Ariel Gruver

How to Make Markets Work for the Poor: … And measure the results

Despite local demand for hay, Kenyan dairy farmers face milk shortages due to lack of quality supply. But instead of handing over the hay, why not bring the hay market to the farmers?

There is little hope of escaping poverty if markets don’t provide the poor with opportunities to increase their income through access to goods, services and employment opportunities. Making Markets Work for the Poor (M4P) is a facilitative approach to poverty reduction that seeks to understand where market systems are failing to benefit the poor, and how to take action to set them right.

Rather than having aid organizations supply hay directly to the Kenyan dairy farmers, an M4P project might support local cooperatives to meet their demand with quality supply, while establishing a local and sustainable market system.

But how do you measure the impact of M4P projects? The point was raised last week in an online forum hosted by the Guardian. Experts who joined the chat noted that one of the key challenges of the M4P approach has been finding metrics that can capture both the short- and long-term effects of these approaches.

“The impact chain of M4P programs is indirect, so it is much more difficult to measure these results,” said Nabanita Sen, from the Donor Committee for Enterprise Development (DCED).

Finding ways to better measure long-term, sustainable and transformational change is crucial for aid organizations looking to convey to their donors that these programs work.

But development practitioners believe there are ways to create a new measurement standard.

“There is a need to adopt a long-term vision, but M4P programs can show structural changes and trends toward long-lasting change in the first years of implementation,” said Luis E. Osorio-Cortes, an international market systems specialist at Practical Action Consulting.

“The problem is that many standard M&E [monitoring and evaluation] frameworks are still blind to those signals,” he added. “This must, and can, be improved.”

But traditional charitable approaches have dominated the development scene since its beginning, just after World War II, and largely shape today’s standard measurement framework.

Aid organizations traditionally count the number of vaccinations, food rations or emergency supplies distributed, and share those counts and results with donors.

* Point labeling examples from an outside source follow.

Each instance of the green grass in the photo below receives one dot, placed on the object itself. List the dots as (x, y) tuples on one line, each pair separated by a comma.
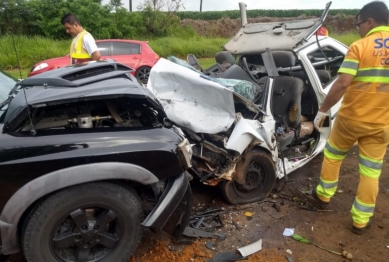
[(30, 50), (34, 49), (347, 39), (15, 73)]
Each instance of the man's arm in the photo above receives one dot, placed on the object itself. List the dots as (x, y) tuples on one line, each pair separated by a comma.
[(337, 91), (96, 56), (89, 44)]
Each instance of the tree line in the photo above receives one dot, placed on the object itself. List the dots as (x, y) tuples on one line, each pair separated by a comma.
[(153, 18), (43, 18)]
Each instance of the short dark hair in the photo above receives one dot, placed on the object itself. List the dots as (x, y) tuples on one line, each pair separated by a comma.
[(70, 19), (376, 10)]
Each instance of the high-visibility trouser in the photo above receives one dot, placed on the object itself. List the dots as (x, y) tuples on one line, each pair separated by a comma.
[(372, 140)]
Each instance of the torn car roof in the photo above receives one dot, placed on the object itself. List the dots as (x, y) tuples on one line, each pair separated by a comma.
[(254, 38)]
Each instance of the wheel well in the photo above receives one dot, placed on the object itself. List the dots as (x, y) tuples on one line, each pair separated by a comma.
[(125, 183)]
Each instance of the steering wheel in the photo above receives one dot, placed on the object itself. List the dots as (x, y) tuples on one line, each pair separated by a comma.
[(246, 68)]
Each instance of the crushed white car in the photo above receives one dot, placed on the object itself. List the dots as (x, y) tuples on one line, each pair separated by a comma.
[(249, 117)]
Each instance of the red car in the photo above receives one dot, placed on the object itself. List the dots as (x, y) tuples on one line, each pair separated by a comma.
[(135, 54), (322, 31)]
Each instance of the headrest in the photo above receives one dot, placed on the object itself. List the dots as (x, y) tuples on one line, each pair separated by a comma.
[(284, 58), (224, 57)]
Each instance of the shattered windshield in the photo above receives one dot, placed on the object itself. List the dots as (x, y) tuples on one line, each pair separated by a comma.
[(6, 85)]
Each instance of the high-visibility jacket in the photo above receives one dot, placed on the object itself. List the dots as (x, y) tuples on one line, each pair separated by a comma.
[(367, 97), (77, 51)]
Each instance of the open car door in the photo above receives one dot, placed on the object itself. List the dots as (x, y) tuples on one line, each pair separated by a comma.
[(254, 38)]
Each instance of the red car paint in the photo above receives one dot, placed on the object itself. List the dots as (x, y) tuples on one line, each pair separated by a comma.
[(132, 53)]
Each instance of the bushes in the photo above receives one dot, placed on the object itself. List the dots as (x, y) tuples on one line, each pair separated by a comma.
[(234, 14), (34, 49)]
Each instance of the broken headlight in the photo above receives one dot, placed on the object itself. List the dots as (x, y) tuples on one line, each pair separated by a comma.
[(184, 154)]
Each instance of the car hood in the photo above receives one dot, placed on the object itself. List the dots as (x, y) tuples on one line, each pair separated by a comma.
[(197, 102), (254, 38)]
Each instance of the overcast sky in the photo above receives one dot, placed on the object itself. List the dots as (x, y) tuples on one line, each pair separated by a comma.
[(218, 5)]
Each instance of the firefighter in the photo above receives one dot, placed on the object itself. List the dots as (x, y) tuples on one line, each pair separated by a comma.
[(363, 117), (83, 47)]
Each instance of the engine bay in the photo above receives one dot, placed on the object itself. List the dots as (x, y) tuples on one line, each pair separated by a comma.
[(103, 113)]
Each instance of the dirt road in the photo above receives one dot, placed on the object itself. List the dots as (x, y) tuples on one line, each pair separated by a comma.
[(328, 229)]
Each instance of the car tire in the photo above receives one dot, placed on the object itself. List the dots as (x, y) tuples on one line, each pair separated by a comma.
[(101, 218), (143, 73), (253, 181)]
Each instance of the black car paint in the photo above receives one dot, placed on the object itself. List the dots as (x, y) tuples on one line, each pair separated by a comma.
[(33, 165)]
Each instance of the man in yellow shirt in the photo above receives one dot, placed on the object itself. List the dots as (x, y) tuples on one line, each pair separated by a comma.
[(83, 47), (363, 117)]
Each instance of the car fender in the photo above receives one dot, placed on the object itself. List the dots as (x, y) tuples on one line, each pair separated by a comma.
[(46, 184), (245, 131)]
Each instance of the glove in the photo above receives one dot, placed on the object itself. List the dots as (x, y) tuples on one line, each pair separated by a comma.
[(319, 120)]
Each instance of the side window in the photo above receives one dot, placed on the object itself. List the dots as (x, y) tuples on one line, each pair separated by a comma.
[(122, 48), (326, 62), (104, 48)]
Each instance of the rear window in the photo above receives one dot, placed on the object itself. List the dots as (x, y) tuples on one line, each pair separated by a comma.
[(122, 48), (104, 48)]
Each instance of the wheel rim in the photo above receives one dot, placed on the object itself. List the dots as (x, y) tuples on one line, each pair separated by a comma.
[(143, 75), (88, 234), (254, 181)]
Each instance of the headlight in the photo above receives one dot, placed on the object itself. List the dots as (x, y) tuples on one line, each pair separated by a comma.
[(40, 66), (185, 153)]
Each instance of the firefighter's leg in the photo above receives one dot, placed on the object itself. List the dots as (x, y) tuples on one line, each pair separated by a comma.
[(372, 149), (339, 143)]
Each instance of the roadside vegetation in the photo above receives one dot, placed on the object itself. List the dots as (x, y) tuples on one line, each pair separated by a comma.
[(39, 34)]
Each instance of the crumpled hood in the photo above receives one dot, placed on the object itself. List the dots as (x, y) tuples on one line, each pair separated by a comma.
[(190, 100)]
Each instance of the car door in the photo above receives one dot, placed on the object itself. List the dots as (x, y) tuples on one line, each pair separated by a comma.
[(127, 53), (314, 61), (105, 49)]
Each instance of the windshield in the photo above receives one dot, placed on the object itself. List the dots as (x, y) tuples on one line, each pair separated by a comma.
[(6, 84)]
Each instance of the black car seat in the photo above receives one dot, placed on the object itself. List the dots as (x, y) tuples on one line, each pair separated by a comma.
[(225, 59), (286, 100)]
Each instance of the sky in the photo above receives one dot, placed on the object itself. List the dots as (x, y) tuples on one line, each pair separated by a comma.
[(219, 5)]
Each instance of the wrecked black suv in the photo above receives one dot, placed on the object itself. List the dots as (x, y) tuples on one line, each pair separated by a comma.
[(87, 156)]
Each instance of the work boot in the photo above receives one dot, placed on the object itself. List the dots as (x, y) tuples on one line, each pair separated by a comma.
[(361, 230), (320, 202)]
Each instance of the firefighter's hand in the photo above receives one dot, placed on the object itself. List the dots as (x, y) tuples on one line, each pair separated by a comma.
[(319, 120)]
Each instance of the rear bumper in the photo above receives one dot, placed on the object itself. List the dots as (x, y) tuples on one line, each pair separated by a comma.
[(172, 212)]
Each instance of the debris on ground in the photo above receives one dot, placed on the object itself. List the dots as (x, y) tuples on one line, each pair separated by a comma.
[(251, 249), (344, 253), (288, 232)]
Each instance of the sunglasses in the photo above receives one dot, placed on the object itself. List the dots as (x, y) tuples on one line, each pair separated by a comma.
[(358, 24)]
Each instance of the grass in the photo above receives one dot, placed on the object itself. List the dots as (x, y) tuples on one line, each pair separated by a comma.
[(34, 49)]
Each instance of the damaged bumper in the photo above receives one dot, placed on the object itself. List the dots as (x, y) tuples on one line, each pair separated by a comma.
[(172, 212)]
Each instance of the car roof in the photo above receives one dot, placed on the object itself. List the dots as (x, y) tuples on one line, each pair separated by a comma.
[(122, 40), (254, 38)]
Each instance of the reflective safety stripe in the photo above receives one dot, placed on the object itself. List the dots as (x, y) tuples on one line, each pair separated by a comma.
[(373, 72), (370, 163), (372, 79), (348, 71), (334, 153), (326, 184), (366, 208), (326, 188), (349, 66), (77, 51), (370, 167)]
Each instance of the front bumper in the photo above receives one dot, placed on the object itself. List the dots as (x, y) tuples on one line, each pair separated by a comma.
[(172, 212)]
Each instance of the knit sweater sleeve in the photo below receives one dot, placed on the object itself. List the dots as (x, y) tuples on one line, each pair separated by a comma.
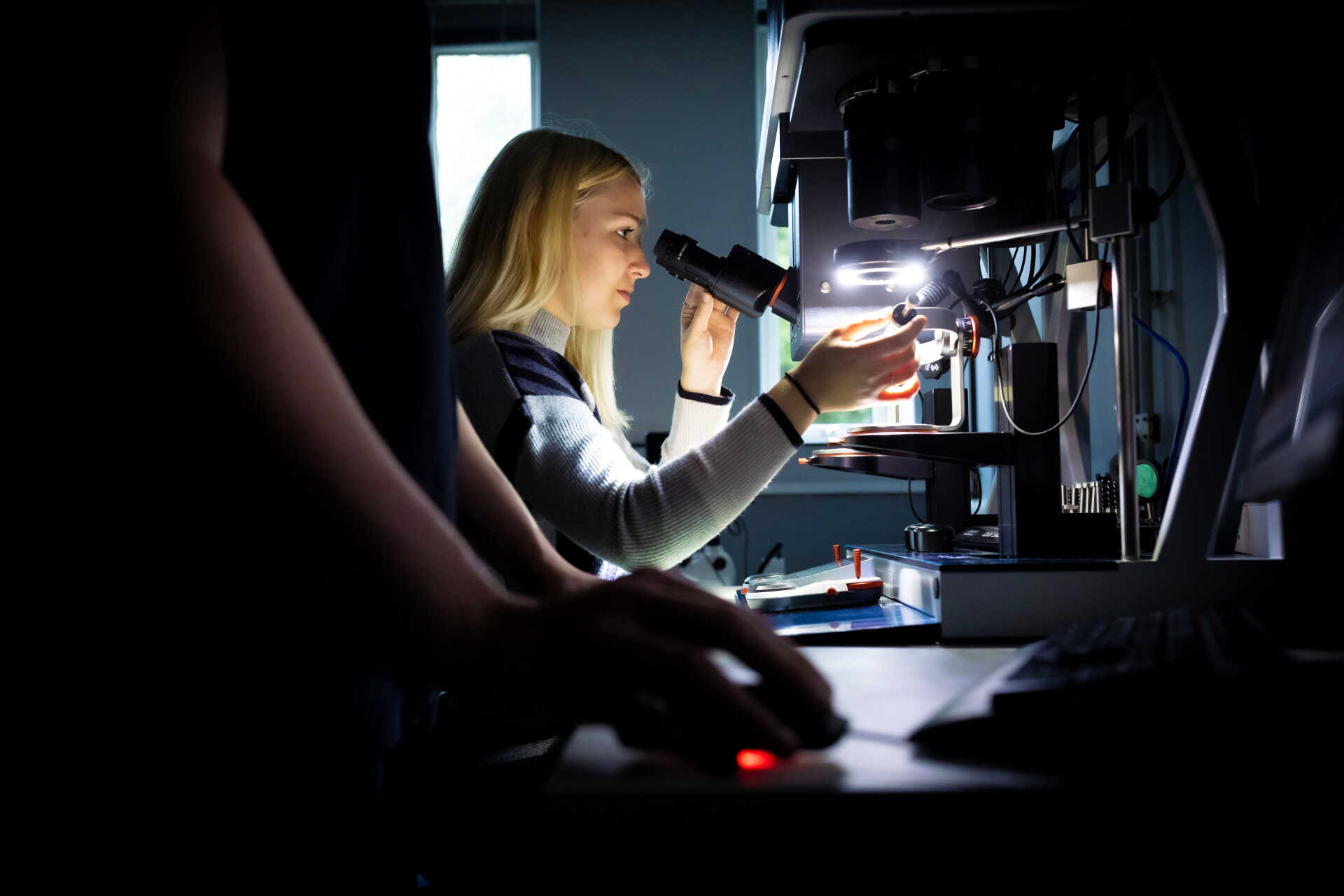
[(574, 472), (695, 418)]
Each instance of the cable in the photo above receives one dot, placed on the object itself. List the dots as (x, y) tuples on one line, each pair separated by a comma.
[(734, 528), (1082, 387), (1180, 172), (1059, 178), (1179, 433), (1012, 269)]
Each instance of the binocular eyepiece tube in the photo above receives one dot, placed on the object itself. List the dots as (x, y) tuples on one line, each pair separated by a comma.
[(743, 280)]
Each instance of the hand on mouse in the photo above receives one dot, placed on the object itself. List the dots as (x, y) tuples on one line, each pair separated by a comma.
[(635, 652)]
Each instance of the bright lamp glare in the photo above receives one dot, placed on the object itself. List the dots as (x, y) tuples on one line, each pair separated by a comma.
[(907, 274)]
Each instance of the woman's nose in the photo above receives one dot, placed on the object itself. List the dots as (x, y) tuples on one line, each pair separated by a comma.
[(640, 267)]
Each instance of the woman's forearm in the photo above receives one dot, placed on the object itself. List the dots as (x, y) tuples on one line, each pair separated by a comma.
[(489, 501)]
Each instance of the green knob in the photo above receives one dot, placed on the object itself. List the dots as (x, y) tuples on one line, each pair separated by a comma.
[(1145, 480)]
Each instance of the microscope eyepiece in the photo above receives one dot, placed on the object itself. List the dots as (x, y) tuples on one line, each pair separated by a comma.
[(743, 280)]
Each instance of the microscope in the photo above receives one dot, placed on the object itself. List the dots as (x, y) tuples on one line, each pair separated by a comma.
[(910, 150)]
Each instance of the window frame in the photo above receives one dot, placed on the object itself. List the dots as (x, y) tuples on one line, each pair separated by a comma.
[(500, 49)]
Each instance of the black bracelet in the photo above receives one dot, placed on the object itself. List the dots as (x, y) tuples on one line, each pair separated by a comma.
[(806, 397)]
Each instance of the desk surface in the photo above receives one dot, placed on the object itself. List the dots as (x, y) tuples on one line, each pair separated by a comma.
[(885, 692)]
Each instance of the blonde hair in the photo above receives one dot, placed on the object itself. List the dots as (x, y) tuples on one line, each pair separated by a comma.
[(517, 251)]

On the other hand, creating links between supply and demand for hay with a M4P approach produces a number of indirect effects that are harder to “count,” and donors accustomed to annual giving cycles may not have the patience to wait for long-term results.

For example, the hay cooperatives might open and expand operations, creating income and employment opportunities, and boost business for companies that provide farming machinery and production equipment. Quality hay is made accessible to farmers who can then feed their livestock, produce more milk and increase their incomes. The impact of these results can be easily miscalculated if it’s forced into the standard, short-term measurement framework.

Yet some of the leading development organizations are finding more efficient measurement strategies to fit these unconventional programs.

The Donor Committee for International Development has applied a monitoring and results measurement system to better capture the qualitative factors of systemic change. “We have developed measurements based on result chains to explain how activities will lead to different levels of long-term change,” Sen said.

The UK’s Department for International Development (DFID) has taken a similar approach by designing a “value for money” framework (pdf) that will satisfy the needs of donors and provide qualitative measurements.

“We call it a ‘weightings and ratings’ approach,” said Julian Barr of DFID. “Its basis is to select key processes in the intervention, and develop specific criteria against which to rate the ‘quality’ of these processes. Different processes are weighted according to their importance in achieving outcomes and impact.”

What does that mean? In the case of the Kenyan hay market, it might mean project managers work to determine which interventions are most valuable in creating adequate supply, such as working with cooperatives to educate hay farmers on quality standards, and weight those more heavily than other activities in order to illustrate the project’s overall value to its donors.

Despite its challenges, the M4P approach has gained substantial traction in recent years as some of the largest aid organizations and businesses generate interest in market development strategies. And businesses have come to incorporate similar practices through social investment and fair trade, increasing engagement with the bottom of the pyramid as valued customers.

While capturing the full impact of these programs may prove a hefty challenge for aid organizations worldwide, it seems the opportunity to approach poverty alleviation from an entirely new angle may be enough to convince them to take on the task. And that’s certainly something worth measuring.

Editor’s note: This post originally appeared on Global Envision, a blog focused on market solutions to poverty managed by Mercy Corps, a NextBillion content partner.

Ariel Gruver is a Global Envision intern in Portland, Oregon.